Fig. 3: What drives the total incoming top-of-atmosphere solar radiation in the black grid cell? What are the causal drivers versus what are simply correlated with them?

Here’s a brief description of how vegetation type, incoming solar radiation and lat/lon are linked. The Earth’s geometry is causal for how much solar radiation per square surface area reaches the Earth. Areas closer to the equator receive more. Lat/lon is derived by us from the Earth’s geometry and so it is correlated with the total incoming solar radiation. This seems a pretty robust correlation, given that we don’t expect the Earth’s geometry to change anytime soon.

The incoming solar radiation affects vegetation too since different plants require different amounts of it. Therefore, vegetation is also correlated with lat/lon. The issue is that learning this type of correlation may not be robust to alternative environments, such as scenarios where humans remove large quantities of vegetation. With a physics-based model like the IFS, we could deal with this by just updating the vegetation type assigned to each grid box, but an ML model which uses lat/lon as a proxy for vegetation would not be able to adapt.

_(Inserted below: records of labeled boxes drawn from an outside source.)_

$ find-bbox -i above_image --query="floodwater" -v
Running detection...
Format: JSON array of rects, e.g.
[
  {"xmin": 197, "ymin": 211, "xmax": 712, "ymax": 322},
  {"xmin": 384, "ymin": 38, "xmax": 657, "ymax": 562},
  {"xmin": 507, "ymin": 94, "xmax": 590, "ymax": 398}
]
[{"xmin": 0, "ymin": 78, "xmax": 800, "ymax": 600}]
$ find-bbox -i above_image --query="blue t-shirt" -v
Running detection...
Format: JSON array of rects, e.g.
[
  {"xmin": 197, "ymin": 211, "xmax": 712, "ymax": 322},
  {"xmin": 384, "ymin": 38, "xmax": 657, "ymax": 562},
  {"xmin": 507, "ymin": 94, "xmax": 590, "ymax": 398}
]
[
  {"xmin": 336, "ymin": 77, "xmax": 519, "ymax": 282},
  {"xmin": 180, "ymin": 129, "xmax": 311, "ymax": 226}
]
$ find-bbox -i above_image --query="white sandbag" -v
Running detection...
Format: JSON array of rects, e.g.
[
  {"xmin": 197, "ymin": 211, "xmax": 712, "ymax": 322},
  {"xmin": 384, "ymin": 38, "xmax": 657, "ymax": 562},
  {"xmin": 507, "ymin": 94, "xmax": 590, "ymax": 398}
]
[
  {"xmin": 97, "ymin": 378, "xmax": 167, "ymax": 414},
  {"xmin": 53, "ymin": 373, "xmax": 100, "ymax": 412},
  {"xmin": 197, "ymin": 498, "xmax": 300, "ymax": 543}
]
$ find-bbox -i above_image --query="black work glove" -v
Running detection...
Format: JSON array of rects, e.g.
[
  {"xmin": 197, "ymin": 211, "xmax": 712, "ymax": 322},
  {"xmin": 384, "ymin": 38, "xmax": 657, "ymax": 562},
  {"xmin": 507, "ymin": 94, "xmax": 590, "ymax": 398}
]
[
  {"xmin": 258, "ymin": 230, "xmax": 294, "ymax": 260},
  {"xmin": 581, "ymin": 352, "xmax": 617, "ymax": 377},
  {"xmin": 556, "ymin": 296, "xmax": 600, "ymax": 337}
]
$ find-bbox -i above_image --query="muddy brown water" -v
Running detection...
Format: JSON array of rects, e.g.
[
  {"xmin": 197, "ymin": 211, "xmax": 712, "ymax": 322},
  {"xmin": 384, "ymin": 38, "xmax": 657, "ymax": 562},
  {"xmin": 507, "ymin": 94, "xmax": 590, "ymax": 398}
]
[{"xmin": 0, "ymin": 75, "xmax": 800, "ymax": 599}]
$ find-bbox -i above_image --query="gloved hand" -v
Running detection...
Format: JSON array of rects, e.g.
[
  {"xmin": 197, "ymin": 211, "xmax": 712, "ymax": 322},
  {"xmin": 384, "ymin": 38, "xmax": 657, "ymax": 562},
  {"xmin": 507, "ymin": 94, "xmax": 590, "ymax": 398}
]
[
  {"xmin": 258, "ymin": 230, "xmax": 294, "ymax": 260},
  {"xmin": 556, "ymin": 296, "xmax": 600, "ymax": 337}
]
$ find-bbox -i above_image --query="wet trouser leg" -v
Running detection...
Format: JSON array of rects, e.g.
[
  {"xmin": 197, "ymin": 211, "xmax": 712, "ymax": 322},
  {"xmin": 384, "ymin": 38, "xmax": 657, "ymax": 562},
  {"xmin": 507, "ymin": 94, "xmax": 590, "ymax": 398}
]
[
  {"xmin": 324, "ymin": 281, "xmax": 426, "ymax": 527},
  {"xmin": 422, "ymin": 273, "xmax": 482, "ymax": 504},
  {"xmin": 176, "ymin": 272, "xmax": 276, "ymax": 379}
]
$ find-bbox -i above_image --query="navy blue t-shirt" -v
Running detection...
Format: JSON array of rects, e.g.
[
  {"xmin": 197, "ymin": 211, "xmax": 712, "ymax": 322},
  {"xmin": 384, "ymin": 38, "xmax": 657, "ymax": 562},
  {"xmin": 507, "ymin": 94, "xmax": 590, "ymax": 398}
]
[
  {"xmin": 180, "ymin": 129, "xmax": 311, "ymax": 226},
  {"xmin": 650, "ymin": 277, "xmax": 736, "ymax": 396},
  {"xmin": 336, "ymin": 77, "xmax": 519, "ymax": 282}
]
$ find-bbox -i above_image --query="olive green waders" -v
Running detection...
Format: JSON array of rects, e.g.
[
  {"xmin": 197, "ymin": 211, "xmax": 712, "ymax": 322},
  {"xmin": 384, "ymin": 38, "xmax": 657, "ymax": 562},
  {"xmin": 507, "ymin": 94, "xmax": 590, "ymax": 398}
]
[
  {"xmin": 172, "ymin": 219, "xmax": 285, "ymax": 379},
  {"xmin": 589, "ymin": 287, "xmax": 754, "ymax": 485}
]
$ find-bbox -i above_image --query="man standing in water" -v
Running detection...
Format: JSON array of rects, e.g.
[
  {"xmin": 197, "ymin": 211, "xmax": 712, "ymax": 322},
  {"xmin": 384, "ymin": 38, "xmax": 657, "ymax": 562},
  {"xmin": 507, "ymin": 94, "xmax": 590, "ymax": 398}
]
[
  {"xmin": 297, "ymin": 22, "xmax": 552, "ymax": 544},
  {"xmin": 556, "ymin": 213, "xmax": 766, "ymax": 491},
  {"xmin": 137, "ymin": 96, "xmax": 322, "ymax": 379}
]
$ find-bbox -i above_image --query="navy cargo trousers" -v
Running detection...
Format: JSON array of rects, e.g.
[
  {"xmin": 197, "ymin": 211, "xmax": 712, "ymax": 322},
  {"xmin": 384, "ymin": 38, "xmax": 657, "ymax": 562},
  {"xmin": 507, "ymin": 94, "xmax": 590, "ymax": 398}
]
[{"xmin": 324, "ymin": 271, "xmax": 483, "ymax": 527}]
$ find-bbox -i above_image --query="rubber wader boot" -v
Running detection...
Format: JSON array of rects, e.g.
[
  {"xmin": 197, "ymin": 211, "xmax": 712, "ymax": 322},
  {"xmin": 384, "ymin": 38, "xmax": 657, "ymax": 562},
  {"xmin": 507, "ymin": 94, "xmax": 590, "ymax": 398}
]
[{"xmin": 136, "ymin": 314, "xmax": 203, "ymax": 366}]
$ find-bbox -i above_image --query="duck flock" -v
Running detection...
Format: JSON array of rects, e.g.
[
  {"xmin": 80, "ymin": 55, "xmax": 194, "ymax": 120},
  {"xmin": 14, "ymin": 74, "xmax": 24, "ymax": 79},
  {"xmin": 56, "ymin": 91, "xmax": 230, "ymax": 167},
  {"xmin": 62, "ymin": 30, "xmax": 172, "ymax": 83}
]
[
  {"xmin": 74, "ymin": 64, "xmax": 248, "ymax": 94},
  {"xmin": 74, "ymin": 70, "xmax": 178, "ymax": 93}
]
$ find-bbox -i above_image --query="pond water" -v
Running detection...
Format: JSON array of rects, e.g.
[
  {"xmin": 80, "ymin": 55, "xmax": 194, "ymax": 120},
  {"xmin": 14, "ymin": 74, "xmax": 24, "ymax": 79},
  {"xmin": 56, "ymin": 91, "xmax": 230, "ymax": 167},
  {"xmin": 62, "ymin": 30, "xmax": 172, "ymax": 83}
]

Therefore, treating lat/lon as an input feature may improve predictive accuracy in the training set (and for the hold-out sets considered in GraphCast). But in environments sufficiently different to the training set, inclusion of lat/lon may result in a non-robust predictor if its correlation with unobserved causes of $Y$ changes. On the other hand, treating lat/lon as an environment variable may result in a more robust predictor overall, but it may perform worse for environments similar to the training dataset (where including spurious correlations are not harmful). In conclusion, there is a compromise between predictive accuracy and robustness depending on what we do with the lat/lon feature and depending on what hold-out sets we use for assessment.

Separating by time

How about using time as an environment? In GraphCast, “local time of day” and “elapsed year progress” are both used as input features ($X$), so we can’t use them as environment variables. But we could use the actual year as an environment. In doing this we would be assuming that i) $Y$ does not cause the year, which makes sense, and ii) that the year does not directly cause $Y$. In other words, conditioned on $X$, $Y$ is independent of the year.

We expect different environments to either directly or indirectly affect $X$. The reason we may think of the year as being able to affect $X$, is that the year is correlated to anthropogenic emissions. If we believe that different emissions will somehow impact the weather state $X$, then year may be a suitable environment. Intuitively, in doing this, we are saying that we don’t want our forecasts to perform better or worse simply due to the calendar year. But we have to take care given that the correlation between year and anthropogenic emissions will probably change over time! It would be better to directly use anthropogenic emissions as the environment instead.

Things gets even trickier when we note that there will be hidden variables at play. We then need to find an environment variable which also does not affect the hidden variables…

We need to devise ways to come up with appropriate environmental variables (to help us learn causal models), without removing variables from the existing input feature set in state-of-the-art ML NWP (in order to still make accurate predictions).

Looking ahead

Damon, Omer and I have been putting a research proposal together (to EPSRC) to tackle the above. Hopefully, there will be more to share in the near future!